Governor of Delta State
- Incumbent
- Assumed office 29 May 2023
- Deputy: Monday Onyeme
- Preceded by: Ifeanyi Okowa

Speaker of Delta House of Assembly
- In office June 2017 – 29 May 2023
- Preceded by: Rt. Hon. Monday Igbuya
- Succeeded by: Emomotimi Guwor

Personal details
- Born: 19 June 1963 (age 63) Osubi Town, Okpe Kingdom/Local Government Area, Delta State
- Party: All Progressives Congress
- Spouse: Mrs Tobore Oborevwori
- Parent(s): Chief Samuel Oborevwori, Mrs Samuel Oborevwori

= Sheriff Oborevwori =

Nigerian politician,Philanthropist (born 1963)

Sheriff Francis Orohwedor Oborevwori (born 19 June 1963) is a Nigerian politician who has served as the governor of Delta State since 2023. He previously served as speaker of the Delta State House of Assembly, representing the Okpe Constituency of Delta State under the Peoples Democratic Party (PDP) from 2017 to 2023.
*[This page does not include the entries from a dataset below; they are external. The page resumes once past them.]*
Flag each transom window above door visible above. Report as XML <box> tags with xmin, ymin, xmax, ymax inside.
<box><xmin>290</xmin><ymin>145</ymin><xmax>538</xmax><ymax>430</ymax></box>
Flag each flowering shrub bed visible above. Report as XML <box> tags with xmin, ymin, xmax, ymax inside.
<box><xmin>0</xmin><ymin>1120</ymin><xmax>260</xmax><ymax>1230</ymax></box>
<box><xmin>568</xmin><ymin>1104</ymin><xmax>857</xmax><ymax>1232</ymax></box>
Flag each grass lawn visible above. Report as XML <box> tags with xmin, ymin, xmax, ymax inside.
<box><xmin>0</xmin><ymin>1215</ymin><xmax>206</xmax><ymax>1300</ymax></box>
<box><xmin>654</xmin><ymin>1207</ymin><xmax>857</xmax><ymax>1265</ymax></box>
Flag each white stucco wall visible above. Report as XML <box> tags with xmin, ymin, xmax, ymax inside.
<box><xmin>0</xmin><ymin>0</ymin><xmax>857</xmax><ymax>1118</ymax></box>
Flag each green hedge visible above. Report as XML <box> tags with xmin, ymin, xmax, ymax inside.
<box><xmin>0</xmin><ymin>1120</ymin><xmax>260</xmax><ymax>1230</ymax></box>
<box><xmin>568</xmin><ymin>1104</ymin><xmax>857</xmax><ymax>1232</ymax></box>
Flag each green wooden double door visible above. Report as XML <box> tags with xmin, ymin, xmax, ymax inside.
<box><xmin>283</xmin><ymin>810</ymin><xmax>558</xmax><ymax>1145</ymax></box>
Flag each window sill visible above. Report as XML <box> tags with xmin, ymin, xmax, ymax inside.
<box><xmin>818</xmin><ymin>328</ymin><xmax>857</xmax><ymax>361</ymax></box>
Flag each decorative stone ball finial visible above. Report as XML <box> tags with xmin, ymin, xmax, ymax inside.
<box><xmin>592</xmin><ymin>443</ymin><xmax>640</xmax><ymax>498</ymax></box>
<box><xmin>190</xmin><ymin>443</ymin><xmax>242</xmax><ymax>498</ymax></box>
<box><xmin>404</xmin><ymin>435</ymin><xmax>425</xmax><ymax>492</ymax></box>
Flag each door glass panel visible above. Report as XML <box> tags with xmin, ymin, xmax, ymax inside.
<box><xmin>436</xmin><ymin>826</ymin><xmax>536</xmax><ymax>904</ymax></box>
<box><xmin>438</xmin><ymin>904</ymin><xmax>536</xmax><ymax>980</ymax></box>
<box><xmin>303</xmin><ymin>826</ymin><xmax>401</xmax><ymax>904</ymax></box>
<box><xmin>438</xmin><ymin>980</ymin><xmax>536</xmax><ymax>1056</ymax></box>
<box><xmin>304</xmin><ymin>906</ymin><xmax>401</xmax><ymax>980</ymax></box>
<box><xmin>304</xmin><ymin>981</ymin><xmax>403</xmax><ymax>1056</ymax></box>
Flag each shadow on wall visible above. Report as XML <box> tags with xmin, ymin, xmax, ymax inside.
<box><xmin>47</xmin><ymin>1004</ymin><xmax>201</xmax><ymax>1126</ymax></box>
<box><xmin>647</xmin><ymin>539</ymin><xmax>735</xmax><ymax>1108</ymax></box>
== Early life and education ==
Oborevwori was born on 19 June 1963 to the family of Chief Samuel and Mrs. Esther Oborevwori of Osubi town in Okpe Local Government Area of Delta State. He began his education at Alegbo Primary School and completed his secondary education at Oghareki Grammar School, Oghareki. He earned a bachelor's degree in political science from Ambrose Ali University, Ekpoma, in 2004 and later obtained a master's degree in political science from Delta State University, Abraka, in 2010. Oborevwori is an alumnus of the Alliance Manchester Business School of Manchester University, where he completed a Leadership Executive Certificate Programme and the London School of Economics and Political Science, where he received a certificate in a programme on Leading Inclusive Development.

== Political career ==
Oborevwori began his political career as a grassroots politician and served as the chairman of the Okpe Community. However, he came into the limelight in 2015 when he was elected as the representative of the Okpe State Constituency in the Delta State House of Assembly under the PDP. This followed 19 years of public service, which began with his role as a councillor in 1996. He was elected speaker of the Delta State House of Assembly on 11 May 2017 following the impeachment of the then speaker, Rt. Hon. Monday Igbuya. He was re-elected in 2019 as the speaker for a second term, following his victory at the polls to represent the Okpe State Constituency at the Delta State House of Assembly.

He was declared the governor-elect of Delta State on 20 March 2023 after winning the gubernatorial elections held on 18 March 2023 but defected to the ruling All Progressive Congress (APC) in April 2025. including his predecessor, Ifeanyi Okowa, and all members of the PDP in Delta.

On 12 October 2025, the APC in the state adopted him and President Bola Tinubu as the party's sole candidates for the 2027 general elections.

== Professional affiliations, awards and special recognition ==
Oborevwori is a member of several professional bodies, including the Nigerian Institute of Management (Chartered). He is also a chartered management consultant of the Chartered Institute of Management Consultants, Canada and a fellow of the Institute Chartered Mediators and Conciliators (FICMC). On 14 May 2018, he was honoured by the National Association of Nigerian Students (NANS) with a Legislative Icon Award in recognition of his educational initiatives and scholarship programmes benefiting students across Delta State. He was also conferred with the chieftaincy title of Ukodo of Okpe by Orhorho I, the Orodje of Okpe, in recognition of his contributions to the growth and development of the Okpe Kingdom.

== Philanthropic activities ==
In 2018, Oborevwori provided scholarships to 25 indigene and non-indigene students in Okpe Local Government for the 2018/2019 academic session. He also launched other empowerment initiatives through the Oborevwori Foundation Scholarship Scheme. These efforts included distributing entrepreneurship and support items worth six million naira. Donations included 24 buses/cars, 10 tricycles, 20 hairdressing salon kits (including generators), 40 grinding machines, 30 sewing machines, 20 deep freezers for market women in the frozen food business, and clothing for hundreds of widows.

== Personal life ==
Oborevwori is married to Mrs. Tobore Oborevwori. In May 2011, she was reportedly abducted by gunmen along Osubi road in Okpe Local Government Area of Delta State. The culprits were later arrested and sentenced to 21 years in prison.